Inverse Reinforcement Learning Based Human Behavior Modeling for Goal Recognition in Dynamic Local Network Interdiction
Zeng, Yunxiu (National University of Defense Technology) | Xu, Kai (National University of Defense Technology) | Yin, Quanjun (National University of Defense Technology) | Qin, Long (National University of Defense Technology) | Zha, Yabing (National University of Defense Technology) | Yeoh, William (Washington University in St. Louis)

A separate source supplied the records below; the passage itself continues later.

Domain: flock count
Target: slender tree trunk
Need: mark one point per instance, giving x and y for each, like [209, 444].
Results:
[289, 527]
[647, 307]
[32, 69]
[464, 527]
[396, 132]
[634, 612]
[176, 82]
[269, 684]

Goal recognition is the task of inferring an agent's goals given some or all of the agent’s observed actions. Among different ways of problem formulation, goal recognition can be solved as a model-based planning problem using off-the-shell planners. However, obtaining accurate cost or reward models of an agent and incorporating them into the planning model becomes an issue in real applications. Towards this end, we propose an Inverse Reinforcement Learning (IRL)-based opponent behavior modeling method, and apply it in the goal recognition assisted Dynamic Local Network Interdiction (DLNI) problem. We first introduce the overall framework and the DLNI problem domain of our work. After that, an IRL-based human behavior modeling method and Markov Decision Process-based goal recognition are introduced. Experimental results indicate that our learned behavior model has a higher tracking accuracy and yields better interdiction outcomes than other models.